I've got stuck at this problem:
Let $a$, $b$, $c$ be real numbers. Prove that $$\frac{a(a+b)}{4a^2+ab+b^2} + \frac{b(b+c)}{4b^2+bc+c^2} + \frac{c(c+a)}{4c^2+ca+a^2} \leq 1$$
Firstly, I've thought this : $$a^2 - 2ab + b^2 \geq 0$$ $$4a^2 + ab + b^2 \geq 3(ab + a^2)$$ $$\frac{a(a+b)}{4a^2 + ab + b^2} \leq \frac{1}{3}$$ Similarly we obtain that
$$\frac{b(b+c)}{4b^2+bc+c^2} \leq \frac{1}{3}$$ And $$\frac{c(c+a)}{4c^2+ca+a^2} \leq \frac{1}{3}$$ Summing all, we obtain the inequality.

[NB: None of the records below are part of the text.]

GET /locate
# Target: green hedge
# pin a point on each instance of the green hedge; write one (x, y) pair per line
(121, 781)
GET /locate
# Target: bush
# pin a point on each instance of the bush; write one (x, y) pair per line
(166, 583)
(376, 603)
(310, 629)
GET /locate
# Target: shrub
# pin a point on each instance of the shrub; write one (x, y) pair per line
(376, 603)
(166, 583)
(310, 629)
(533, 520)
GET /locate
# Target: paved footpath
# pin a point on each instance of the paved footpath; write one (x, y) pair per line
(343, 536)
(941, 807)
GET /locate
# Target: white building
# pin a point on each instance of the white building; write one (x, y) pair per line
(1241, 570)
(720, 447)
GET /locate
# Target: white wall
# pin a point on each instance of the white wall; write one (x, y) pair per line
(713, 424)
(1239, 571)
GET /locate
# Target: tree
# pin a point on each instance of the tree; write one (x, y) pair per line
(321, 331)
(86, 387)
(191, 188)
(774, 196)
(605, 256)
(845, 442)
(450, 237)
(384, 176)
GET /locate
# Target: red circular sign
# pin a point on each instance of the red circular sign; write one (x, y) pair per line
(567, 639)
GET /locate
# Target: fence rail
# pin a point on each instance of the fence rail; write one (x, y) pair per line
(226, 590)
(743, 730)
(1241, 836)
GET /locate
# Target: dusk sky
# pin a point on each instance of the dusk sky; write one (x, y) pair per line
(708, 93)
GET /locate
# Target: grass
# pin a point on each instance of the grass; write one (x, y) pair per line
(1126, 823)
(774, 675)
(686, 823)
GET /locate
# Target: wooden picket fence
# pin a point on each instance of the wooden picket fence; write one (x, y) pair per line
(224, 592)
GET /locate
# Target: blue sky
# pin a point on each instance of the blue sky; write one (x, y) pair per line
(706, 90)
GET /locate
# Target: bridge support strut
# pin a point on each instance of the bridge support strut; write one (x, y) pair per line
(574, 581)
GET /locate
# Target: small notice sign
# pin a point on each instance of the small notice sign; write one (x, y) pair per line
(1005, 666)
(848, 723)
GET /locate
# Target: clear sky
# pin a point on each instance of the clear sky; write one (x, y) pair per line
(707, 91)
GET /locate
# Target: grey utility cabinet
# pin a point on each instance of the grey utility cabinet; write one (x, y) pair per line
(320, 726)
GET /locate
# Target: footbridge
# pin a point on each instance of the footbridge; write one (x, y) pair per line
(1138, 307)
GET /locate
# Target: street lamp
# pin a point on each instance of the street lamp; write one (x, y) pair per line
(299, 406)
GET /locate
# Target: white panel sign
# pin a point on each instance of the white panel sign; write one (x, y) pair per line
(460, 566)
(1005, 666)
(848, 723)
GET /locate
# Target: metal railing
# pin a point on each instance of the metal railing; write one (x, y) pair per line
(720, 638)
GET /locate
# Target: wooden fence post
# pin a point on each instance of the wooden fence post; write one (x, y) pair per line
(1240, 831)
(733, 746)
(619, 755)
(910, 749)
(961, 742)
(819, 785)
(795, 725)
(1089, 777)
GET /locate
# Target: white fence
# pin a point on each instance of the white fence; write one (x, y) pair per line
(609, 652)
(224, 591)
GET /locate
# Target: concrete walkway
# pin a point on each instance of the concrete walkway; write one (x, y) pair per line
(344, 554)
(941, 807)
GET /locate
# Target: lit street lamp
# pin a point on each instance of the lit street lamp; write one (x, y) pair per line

Is this way correct? (I have doubts about my solution because this problem was found in a math magazine which usually has difficult problems(at least for me)). Or is there a another way?
Thanks!
The inequality is equivalent to: $$ \sum_{cyc}\frac{3a(a+b)}{4a^2+ab+b^2}≤3\iff \\ 0≤\sum_{cyc}1-\frac{3a(a+b)}{4a^2+ab+b^2}=\sum_{cyc}\frac{a^2-2ab+b^2}{4a^2+ab+b^2}=\sum_{cyc}\frac{(a-b)^2}{(a-b)^2+3a(a+b)}\iff\\ 0≤\sum_{cyc}\frac{(a-b)^2}{\left(\frac{7}{4}a-\frac{1}{4}b\right)^2+\frac{15}{16}(a+b)^2} $$ Which is obvious.